Chapter 2 of Saint Matthew tells us about the massacre of children in Bethlehem, which Jesus managed to escape, but not for long. We learn of John the Baptist being put to death. We attend the burial of the sun of the widow of Nain, where we are told that there Jesus was sobbing at the deepest of his heart... In Capharnaüm, he comes face to face with crying women who create a climate of despair with their moaning. In Bethany, he cannot stop himself from crying for his friend. And around him, they say: “Look how much he cared for him...” (John 11, 36) It is perhaps also because his own death is on his mind that he finds the agony in Gethsemane so suffocating... There is something there that does not fit with the way the world works.
But why is it like that? If we look back at the history people of Israel, to the first genocide carried out by the Egyptian pharaoh and his administration, we learn that daughters in Israel were often given the name of “Myriam” - Mary. It would have been the same around the time of the Gospel, where we find at least five bearing the name. We can guess that there were many among the population. As “Myriam”, according to the most trustworthy etymology, means “Ocean of bitterness, sea of tears.” We might consider that the Virgin Mary honours the meaning of her name well: “griever.” But not” complainer.” It is not as if there had been proportionately more deaths in her family than in other families! But sensitive to the drama of the world, she is often wide-eyed and careworn, like Georges Roualt’s nurse or her Christ during the passion. Could we imagine that this girl, who feels she is living with her God, would not speak to him about the tragic accident of death, as it seems to escape him everywhere and he can neither control nor escape it! Could Mary’s messianic prayer only be based on hope and the request for the coming of someone who would limit himself to improving the trajectory of politics, the economy and religion in Israel and throughout the world? Or could it be that her heart, awakened by the Spirit, was already praying to him, as Saint Paul later says “the Spirit intercedes for us with groanings too deep for words.” (Romans 8, 26-27).

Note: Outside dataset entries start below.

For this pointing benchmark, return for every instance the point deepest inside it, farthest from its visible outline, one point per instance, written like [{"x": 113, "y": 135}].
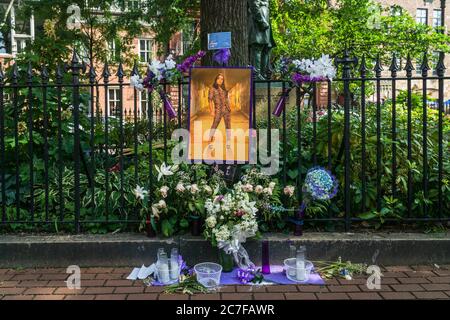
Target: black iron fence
[{"x": 67, "y": 159}]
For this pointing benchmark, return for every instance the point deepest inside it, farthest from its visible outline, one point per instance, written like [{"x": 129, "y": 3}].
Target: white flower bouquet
[{"x": 231, "y": 220}]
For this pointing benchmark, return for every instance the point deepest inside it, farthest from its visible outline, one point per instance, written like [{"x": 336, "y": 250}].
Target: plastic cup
[{"x": 208, "y": 274}]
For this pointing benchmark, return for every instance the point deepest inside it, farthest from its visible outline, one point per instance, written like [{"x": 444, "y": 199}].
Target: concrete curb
[{"x": 135, "y": 249}]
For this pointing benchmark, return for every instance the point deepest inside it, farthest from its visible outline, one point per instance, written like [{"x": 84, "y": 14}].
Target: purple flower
[
  {"x": 222, "y": 56},
  {"x": 246, "y": 275},
  {"x": 298, "y": 78}
]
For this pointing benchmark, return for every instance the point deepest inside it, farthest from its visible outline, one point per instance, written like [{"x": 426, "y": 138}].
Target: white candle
[
  {"x": 301, "y": 271},
  {"x": 174, "y": 270},
  {"x": 163, "y": 273}
]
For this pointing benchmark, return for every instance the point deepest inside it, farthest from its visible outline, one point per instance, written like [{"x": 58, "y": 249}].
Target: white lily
[
  {"x": 140, "y": 192},
  {"x": 165, "y": 170}
]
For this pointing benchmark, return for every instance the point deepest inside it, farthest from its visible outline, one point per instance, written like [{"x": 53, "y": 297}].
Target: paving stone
[
  {"x": 33, "y": 283},
  {"x": 268, "y": 296},
  {"x": 30, "y": 297},
  {"x": 431, "y": 295},
  {"x": 364, "y": 296},
  {"x": 9, "y": 284},
  {"x": 38, "y": 290},
  {"x": 118, "y": 283},
  {"x": 49, "y": 297},
  {"x": 439, "y": 279},
  {"x": 383, "y": 287},
  {"x": 29, "y": 276},
  {"x": 11, "y": 291},
  {"x": 99, "y": 290},
  {"x": 352, "y": 288},
  {"x": 397, "y": 295},
  {"x": 4, "y": 277},
  {"x": 300, "y": 296},
  {"x": 305, "y": 288},
  {"x": 228, "y": 288},
  {"x": 80, "y": 297},
  {"x": 278, "y": 288},
  {"x": 251, "y": 288},
  {"x": 237, "y": 296},
  {"x": 416, "y": 274},
  {"x": 332, "y": 296},
  {"x": 110, "y": 276},
  {"x": 173, "y": 297},
  {"x": 54, "y": 276},
  {"x": 407, "y": 287},
  {"x": 92, "y": 283},
  {"x": 423, "y": 268},
  {"x": 129, "y": 290},
  {"x": 436, "y": 286},
  {"x": 398, "y": 268},
  {"x": 143, "y": 296},
  {"x": 153, "y": 289},
  {"x": 212, "y": 296},
  {"x": 67, "y": 291},
  {"x": 100, "y": 270},
  {"x": 413, "y": 280},
  {"x": 111, "y": 297}
]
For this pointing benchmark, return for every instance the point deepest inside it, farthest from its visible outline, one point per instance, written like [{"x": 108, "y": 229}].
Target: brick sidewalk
[{"x": 416, "y": 282}]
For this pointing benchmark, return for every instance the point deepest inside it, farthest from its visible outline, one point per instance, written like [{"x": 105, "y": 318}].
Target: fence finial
[
  {"x": 378, "y": 67},
  {"x": 394, "y": 66},
  {"x": 30, "y": 72},
  {"x": 106, "y": 74},
  {"x": 2, "y": 74},
  {"x": 363, "y": 67},
  {"x": 440, "y": 67},
  {"x": 59, "y": 73},
  {"x": 135, "y": 71},
  {"x": 44, "y": 74},
  {"x": 120, "y": 73},
  {"x": 409, "y": 67},
  {"x": 92, "y": 74},
  {"x": 425, "y": 67}
]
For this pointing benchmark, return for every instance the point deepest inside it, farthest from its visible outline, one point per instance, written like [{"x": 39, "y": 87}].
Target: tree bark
[{"x": 226, "y": 16}]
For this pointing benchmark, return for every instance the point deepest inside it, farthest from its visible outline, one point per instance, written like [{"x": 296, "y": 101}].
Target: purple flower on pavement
[{"x": 246, "y": 275}]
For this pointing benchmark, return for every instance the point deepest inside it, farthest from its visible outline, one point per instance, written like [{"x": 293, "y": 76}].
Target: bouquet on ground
[
  {"x": 231, "y": 220},
  {"x": 159, "y": 73},
  {"x": 303, "y": 71},
  {"x": 320, "y": 184}
]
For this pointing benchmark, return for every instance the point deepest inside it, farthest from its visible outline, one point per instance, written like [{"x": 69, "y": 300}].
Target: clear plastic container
[
  {"x": 295, "y": 274},
  {"x": 208, "y": 274}
]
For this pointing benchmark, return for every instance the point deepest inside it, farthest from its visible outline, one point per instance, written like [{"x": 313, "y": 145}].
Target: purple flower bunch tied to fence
[
  {"x": 320, "y": 184},
  {"x": 189, "y": 62},
  {"x": 246, "y": 276},
  {"x": 222, "y": 56}
]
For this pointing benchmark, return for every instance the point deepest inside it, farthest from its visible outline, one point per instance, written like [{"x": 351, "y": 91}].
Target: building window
[
  {"x": 145, "y": 50},
  {"x": 114, "y": 102},
  {"x": 422, "y": 16},
  {"x": 434, "y": 61},
  {"x": 143, "y": 99},
  {"x": 437, "y": 19}
]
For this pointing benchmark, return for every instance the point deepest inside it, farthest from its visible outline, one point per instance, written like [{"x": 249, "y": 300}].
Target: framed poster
[{"x": 220, "y": 114}]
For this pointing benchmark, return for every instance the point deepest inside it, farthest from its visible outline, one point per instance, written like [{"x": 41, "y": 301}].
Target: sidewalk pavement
[{"x": 398, "y": 282}]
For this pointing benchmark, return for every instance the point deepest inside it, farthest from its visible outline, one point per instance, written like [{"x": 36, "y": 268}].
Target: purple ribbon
[
  {"x": 281, "y": 104},
  {"x": 222, "y": 56},
  {"x": 168, "y": 105}
]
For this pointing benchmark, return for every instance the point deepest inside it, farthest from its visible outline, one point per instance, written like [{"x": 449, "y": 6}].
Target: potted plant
[{"x": 231, "y": 220}]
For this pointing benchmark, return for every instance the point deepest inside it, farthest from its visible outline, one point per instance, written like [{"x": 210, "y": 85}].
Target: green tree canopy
[{"x": 309, "y": 28}]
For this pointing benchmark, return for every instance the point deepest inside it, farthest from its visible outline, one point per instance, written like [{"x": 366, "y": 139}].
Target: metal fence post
[
  {"x": 347, "y": 62},
  {"x": 76, "y": 67}
]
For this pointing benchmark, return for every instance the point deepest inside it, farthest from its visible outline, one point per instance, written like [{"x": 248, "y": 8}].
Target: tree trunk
[{"x": 226, "y": 16}]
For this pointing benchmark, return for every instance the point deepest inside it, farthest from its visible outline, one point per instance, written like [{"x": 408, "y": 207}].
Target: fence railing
[{"x": 65, "y": 159}]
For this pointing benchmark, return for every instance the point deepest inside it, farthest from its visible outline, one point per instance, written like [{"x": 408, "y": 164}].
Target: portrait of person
[{"x": 220, "y": 114}]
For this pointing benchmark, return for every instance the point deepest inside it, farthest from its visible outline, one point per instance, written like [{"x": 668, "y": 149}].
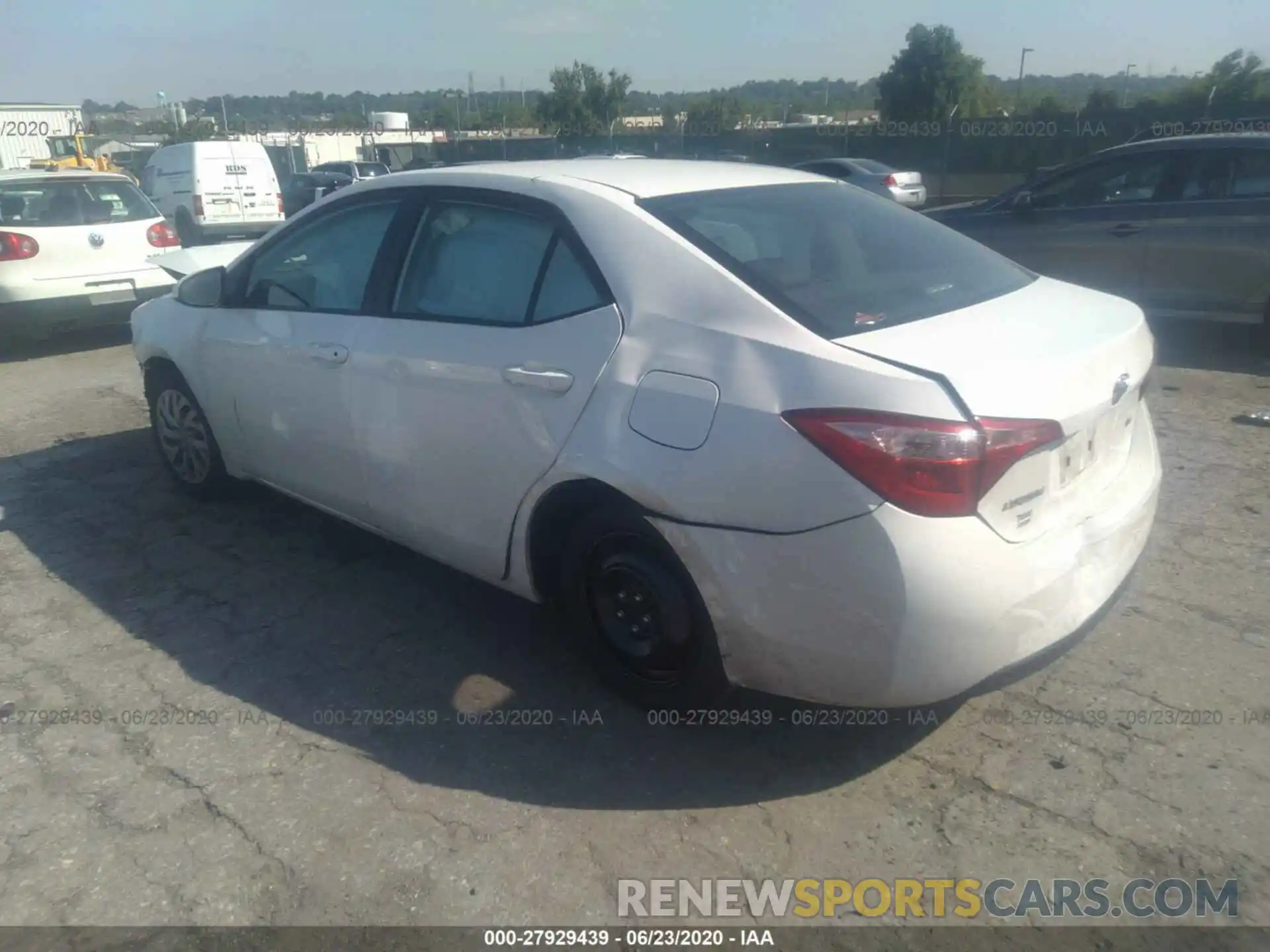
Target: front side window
[
  {"x": 1129, "y": 178},
  {"x": 839, "y": 259},
  {"x": 474, "y": 263},
  {"x": 323, "y": 266},
  {"x": 65, "y": 204}
]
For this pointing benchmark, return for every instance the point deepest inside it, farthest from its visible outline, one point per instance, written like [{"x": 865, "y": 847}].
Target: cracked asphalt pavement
[{"x": 218, "y": 770}]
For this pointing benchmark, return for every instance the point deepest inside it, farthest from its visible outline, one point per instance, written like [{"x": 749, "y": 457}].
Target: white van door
[
  {"x": 219, "y": 178},
  {"x": 258, "y": 184}
]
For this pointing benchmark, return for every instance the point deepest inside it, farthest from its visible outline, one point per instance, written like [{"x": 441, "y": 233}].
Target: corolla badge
[{"x": 1121, "y": 389}]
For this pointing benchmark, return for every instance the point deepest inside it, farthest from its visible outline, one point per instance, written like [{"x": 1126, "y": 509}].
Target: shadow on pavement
[
  {"x": 310, "y": 619},
  {"x": 1209, "y": 346}
]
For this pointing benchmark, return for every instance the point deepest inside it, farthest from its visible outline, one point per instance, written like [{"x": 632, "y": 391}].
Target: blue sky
[{"x": 110, "y": 51}]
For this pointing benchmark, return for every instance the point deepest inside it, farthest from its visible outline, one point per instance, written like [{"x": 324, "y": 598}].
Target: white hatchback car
[
  {"x": 74, "y": 249},
  {"x": 742, "y": 424}
]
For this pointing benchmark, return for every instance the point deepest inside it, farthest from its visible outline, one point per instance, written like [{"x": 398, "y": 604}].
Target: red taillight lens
[
  {"x": 927, "y": 467},
  {"x": 161, "y": 235},
  {"x": 17, "y": 248}
]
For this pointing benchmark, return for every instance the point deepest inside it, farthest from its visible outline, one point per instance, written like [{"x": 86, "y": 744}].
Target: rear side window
[
  {"x": 1251, "y": 175},
  {"x": 1228, "y": 173},
  {"x": 474, "y": 263},
  {"x": 567, "y": 287},
  {"x": 65, "y": 204},
  {"x": 839, "y": 259}
]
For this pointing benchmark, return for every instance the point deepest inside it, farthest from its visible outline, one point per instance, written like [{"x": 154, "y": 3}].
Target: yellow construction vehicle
[{"x": 67, "y": 153}]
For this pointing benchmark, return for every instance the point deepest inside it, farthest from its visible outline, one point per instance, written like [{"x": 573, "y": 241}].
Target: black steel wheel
[{"x": 635, "y": 612}]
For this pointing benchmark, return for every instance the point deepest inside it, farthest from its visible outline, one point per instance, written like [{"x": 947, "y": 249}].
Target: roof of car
[
  {"x": 647, "y": 179},
  {"x": 1205, "y": 140},
  {"x": 42, "y": 175}
]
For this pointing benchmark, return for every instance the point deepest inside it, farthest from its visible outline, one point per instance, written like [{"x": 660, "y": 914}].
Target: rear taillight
[
  {"x": 17, "y": 248},
  {"x": 161, "y": 235},
  {"x": 929, "y": 467}
]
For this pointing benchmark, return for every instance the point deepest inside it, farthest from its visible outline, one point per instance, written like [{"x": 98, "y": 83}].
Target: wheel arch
[{"x": 552, "y": 516}]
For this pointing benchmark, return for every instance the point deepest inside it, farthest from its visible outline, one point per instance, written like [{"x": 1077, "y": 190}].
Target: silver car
[
  {"x": 872, "y": 175},
  {"x": 1179, "y": 225}
]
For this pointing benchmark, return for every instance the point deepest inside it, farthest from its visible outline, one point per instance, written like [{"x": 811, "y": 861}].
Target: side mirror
[{"x": 202, "y": 288}]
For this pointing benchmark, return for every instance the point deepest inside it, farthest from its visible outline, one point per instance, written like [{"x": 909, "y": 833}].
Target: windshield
[
  {"x": 66, "y": 202},
  {"x": 870, "y": 165},
  {"x": 837, "y": 259}
]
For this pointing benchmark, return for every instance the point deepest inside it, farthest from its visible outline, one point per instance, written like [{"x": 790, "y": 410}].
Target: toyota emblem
[{"x": 1121, "y": 389}]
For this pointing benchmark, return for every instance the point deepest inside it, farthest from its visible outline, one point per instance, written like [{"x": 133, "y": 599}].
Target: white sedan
[
  {"x": 74, "y": 247},
  {"x": 741, "y": 424}
]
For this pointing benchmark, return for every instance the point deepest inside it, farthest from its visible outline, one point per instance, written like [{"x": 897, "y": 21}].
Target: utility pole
[
  {"x": 1124, "y": 89},
  {"x": 1019, "y": 93}
]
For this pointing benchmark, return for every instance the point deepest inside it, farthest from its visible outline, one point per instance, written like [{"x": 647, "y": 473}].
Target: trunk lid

When, on pilgrimage to the Holy Land, we stay in Nain, the village where Jesus gives a poor widow back her son as he was being taken for burial, we have in front of us two other points of an equilateral triangle, Nazareth on the left and Tabor on the right. So it is almost impossible not to stride from one point to another, at least in spirit, and to understand how the geography of these places affected the message of hope. Nazareth, where Myriam prayed, crying for the solace of the resurrection to come to earth. Tabor, where Jesus announced before his passion that his death would overcome death for himself and for mankind. Nain, where Jesus made a kind of first application to his future victory for the benefit of a grieving woman and a child, prematurely taken.
With all these reminders and considerations we penetrate the drama of the world alongside Jesus and Mary. Why did the Son of God come to earth, in the creation? The answer that arises is: “To remove the drama of death.” But why did death enter into the world? Who is responsible for it?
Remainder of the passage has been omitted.